De golpe nota que tiene en una mano el aparato que semeja un ipod, eso lo rescata del enojo. No recuerda cuando lo agarró de la bandeja, pero no se detiene a pensar en ello. A través del ventanal del living ve que las primeras sombras oscurecen el celeste del cielo, que hasta instantes atrás lucía imbatible. Levanta el aparato hasta la altura de sus ojos, presiona algunos números. Está marcando la cifra grabada a fuego en su memoria, corresponde a la fecha y hora exactas en las que conoció a Laura en aquel pub de Belgrano donde ahora hay un gimnasio. “Diecicho de mayo de mil novecientos noventa y ocho, cerca de las diez de la noche, te hablé por primera vez”. Los números, inmaculados, perfectos, relucen en la pequeña pantalla. Son las horas que han transcurrido desde esa fecha. Exactamente ochenta y cinco mil doscientas noventa y tres horas, todas las que necesita para restablecer aquella primera vez. Pulsa enter y en un instante los ochenta mil y pico se dispersan; en su lugar queda un número doce, tan sólo un doce. Junto a los ochenta mil y tantos se han esfumado Machu Picchu, la Antigua Roma y, al menos para él, todo lo que importa.

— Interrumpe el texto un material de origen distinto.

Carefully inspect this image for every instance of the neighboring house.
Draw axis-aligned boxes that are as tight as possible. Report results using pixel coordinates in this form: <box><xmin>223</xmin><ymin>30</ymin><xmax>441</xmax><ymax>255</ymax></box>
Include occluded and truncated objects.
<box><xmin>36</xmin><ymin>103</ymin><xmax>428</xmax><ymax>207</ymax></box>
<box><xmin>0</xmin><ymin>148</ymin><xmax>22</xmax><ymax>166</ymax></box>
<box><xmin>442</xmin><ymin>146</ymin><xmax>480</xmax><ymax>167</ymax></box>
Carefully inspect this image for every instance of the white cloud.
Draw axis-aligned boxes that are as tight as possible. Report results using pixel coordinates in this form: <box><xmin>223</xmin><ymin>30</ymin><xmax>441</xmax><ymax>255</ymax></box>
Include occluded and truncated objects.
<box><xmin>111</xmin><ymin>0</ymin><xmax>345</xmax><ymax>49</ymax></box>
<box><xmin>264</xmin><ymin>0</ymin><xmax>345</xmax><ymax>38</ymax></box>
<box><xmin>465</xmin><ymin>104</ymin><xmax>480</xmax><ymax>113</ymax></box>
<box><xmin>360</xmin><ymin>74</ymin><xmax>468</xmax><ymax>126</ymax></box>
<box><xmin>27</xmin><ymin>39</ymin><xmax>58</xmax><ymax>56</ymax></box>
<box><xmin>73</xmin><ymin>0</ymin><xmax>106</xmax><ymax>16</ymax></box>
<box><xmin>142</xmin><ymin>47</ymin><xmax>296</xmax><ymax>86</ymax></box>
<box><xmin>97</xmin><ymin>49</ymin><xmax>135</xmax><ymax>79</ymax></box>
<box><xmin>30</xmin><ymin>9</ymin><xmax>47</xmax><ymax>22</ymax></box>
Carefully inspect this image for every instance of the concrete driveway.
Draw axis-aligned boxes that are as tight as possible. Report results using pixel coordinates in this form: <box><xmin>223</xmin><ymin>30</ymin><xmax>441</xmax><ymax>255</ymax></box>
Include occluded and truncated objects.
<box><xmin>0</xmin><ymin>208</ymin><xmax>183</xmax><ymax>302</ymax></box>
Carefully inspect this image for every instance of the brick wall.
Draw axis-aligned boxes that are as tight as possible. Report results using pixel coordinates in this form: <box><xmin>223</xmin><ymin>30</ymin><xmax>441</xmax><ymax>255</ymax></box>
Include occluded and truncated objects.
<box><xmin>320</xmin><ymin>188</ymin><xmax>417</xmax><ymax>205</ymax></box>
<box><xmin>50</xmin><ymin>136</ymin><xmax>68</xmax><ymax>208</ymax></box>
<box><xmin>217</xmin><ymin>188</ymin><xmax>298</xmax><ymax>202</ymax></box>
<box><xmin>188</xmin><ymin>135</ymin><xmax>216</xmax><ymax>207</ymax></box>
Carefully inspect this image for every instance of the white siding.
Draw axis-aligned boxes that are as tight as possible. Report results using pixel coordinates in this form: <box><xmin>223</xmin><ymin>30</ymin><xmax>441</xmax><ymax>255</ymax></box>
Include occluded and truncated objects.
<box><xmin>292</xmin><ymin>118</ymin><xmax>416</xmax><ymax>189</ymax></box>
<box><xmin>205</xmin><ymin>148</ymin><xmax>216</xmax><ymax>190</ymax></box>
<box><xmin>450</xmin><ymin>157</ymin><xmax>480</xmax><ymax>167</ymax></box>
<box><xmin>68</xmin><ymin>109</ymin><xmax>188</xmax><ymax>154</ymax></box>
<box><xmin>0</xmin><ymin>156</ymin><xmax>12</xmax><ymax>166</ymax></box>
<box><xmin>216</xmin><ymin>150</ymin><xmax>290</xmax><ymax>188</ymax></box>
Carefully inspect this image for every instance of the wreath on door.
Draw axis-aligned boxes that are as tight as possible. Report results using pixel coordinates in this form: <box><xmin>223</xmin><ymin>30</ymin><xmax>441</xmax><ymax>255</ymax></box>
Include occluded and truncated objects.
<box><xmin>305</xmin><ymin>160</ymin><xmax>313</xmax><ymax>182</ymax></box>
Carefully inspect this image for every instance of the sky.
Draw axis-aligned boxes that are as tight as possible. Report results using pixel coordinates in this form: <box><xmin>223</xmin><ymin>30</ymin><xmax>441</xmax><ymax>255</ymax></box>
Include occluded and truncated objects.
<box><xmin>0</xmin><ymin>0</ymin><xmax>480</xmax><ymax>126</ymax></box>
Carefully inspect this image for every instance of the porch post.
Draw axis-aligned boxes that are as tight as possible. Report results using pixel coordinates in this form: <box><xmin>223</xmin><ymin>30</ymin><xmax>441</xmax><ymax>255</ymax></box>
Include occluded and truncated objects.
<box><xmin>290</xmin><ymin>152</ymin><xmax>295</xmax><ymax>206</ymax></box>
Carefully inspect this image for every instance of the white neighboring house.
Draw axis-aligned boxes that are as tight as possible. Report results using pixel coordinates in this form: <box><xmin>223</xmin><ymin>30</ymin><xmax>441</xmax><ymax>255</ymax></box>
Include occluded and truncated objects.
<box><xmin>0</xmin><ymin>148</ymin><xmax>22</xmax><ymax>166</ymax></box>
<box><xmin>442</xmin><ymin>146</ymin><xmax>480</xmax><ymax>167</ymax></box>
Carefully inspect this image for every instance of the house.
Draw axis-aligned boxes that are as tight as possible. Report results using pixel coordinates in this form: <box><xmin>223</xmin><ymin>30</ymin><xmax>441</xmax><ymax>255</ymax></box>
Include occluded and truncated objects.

Marcos toma con habilidad los electrodos que cuelgan del aparato. Acostumbrado a manipularlos, se pasa uno por debajo de la camiseta y el plástico frío, como la boca de un bebé hambriento, se le adhiere a la tetilla del lado del corazón. Lleva otro hasta la sien derecha, un tercero al cuello. Luego deambula un rato por el departamento, hasta que, como conducido por una fuerza invisible, acaba en el dormitorio de pie junto a la cama. Una luz tenue atraviesa las cortinas. La cama está hecha, el acolchado terso y suave lo invita a recostarse. Está tan cansado...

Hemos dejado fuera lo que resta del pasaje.